KLEO Art Residences

Firm
  • area / size 67,645 sqft
  • Completed 2019
  • JGMA completed a thoughtful place for creative living and working with the KLEO Art Residences in Chicago, Illinois.

    The KLEO Art Residences intentionally challenge norms in affordable housing construction by making natural light and quality of living the overriding priority in the project. The KLEO project represents the first of its kind in Chicago construction where polycarbonate panels represent the majority of the exterior envelope.

    Major project design challenges were derived through numerous listening sessions with community stakeholders to understand what the Washington Park area needed to create positive change. After numerous meetings, the consensus was to develop an affordable housing complex that was specifically tailored towards servicing the needs of local artists, an up and coming profession within the area. The design team then used the opportunity to meet with local artists within the community to understand what living means to them. The common denominator in this exploration was a very benign and important response; it was to provide maximum daylight within the interior spaces for their working studios. An element that is often overlooked within affordable housing complexes.

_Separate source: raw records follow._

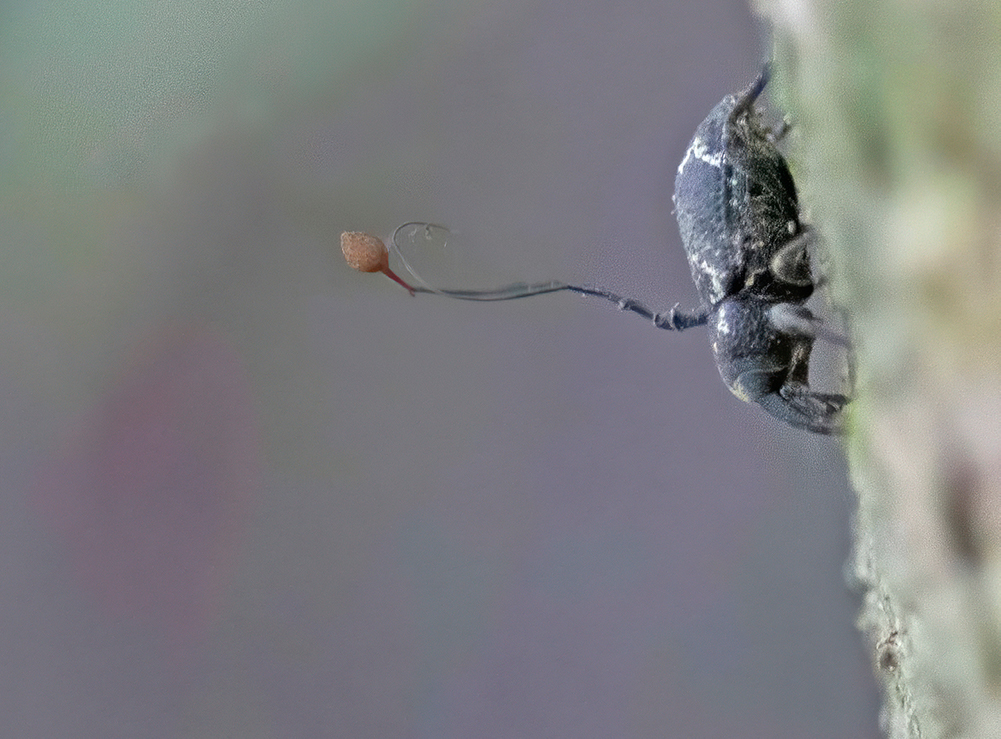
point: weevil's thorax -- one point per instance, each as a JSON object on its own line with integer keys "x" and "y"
{"x": 736, "y": 205}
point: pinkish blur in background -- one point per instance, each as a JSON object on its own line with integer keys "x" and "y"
{"x": 247, "y": 492}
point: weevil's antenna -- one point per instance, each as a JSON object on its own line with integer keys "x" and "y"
{"x": 369, "y": 254}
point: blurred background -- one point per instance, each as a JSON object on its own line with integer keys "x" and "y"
{"x": 249, "y": 493}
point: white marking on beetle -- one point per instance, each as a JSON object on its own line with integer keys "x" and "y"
{"x": 700, "y": 150}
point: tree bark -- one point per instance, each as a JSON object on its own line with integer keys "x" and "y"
{"x": 896, "y": 148}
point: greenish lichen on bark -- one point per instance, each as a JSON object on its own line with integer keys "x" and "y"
{"x": 897, "y": 152}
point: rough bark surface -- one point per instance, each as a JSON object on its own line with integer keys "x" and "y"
{"x": 897, "y": 151}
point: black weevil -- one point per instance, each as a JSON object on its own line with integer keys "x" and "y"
{"x": 739, "y": 219}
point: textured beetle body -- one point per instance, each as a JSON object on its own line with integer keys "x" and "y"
{"x": 738, "y": 215}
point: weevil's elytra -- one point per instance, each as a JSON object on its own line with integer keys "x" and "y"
{"x": 738, "y": 214}
{"x": 739, "y": 220}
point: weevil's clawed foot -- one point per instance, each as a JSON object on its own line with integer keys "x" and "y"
{"x": 795, "y": 404}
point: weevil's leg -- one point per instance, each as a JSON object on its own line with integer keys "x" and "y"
{"x": 799, "y": 320}
{"x": 821, "y": 413}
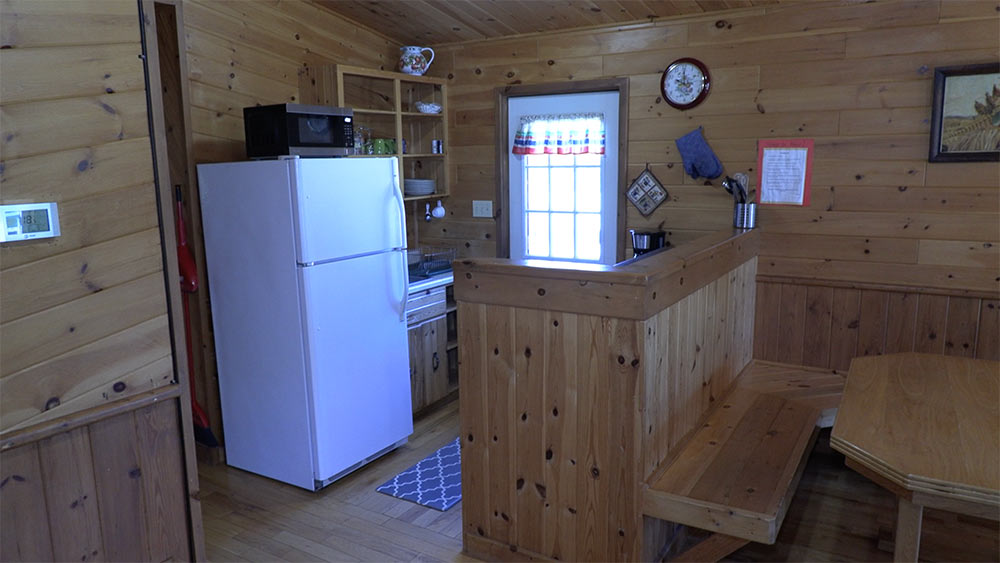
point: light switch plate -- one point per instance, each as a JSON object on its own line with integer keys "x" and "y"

    In addition to creating comfortable living and working spaces, the artist’s conveyed to the design team that the community lacked a sufficient location for them to sell their art and suggested that spaces be integrated within the design to cover this deficiency. It was also conveyed that spaces in which the artists could typically afford more often than not, lacked life through design. It was therefore requested that the newly designed KLEO Art Residences would offer an interiority that would bring pride and vibrancy to a space in which they would not normally see within their price range.

    In response of insufficient workable daylight, the design team chose instead not to remove transparent materials like glass as commonly seen in affordable housing projects, but to give tenants something extraordinary, diffused and vibrant natural daylighting via a polycarbonate façade. As a result, the KLEO art residences explore natural light, from diffused to direct to emphasize the necessity of natural light in affordable housing. The implementation has served as a catalyst for the use of new materials on low income housing projects. During daytime, the interiors literally glow with natural daylight from the polycarbonate façade, allowing for improved workable spaces for artists to complete their work within.

    In order to respond to inadequate places for artists to distribute their work, the ground level contains retail spaces and artist programs serving as working studios for the artists to showcase, exhibit and sell their work to the community. This space implements use of natural materials for artists to work around. For example, OSB was used for all millwork, while hardwood floors were used to maximize longevity of the space all while providing a raw aspect to the interior.

    Lastly, the design team chose to respond to the lack of vibrancy within typical affordable living spaces through color application. Colors derived from local murals were used to distinguish floor levels in the building by using pops of color within lobbies and corridors to liven spaces that would otherwise be treated with standard finishes.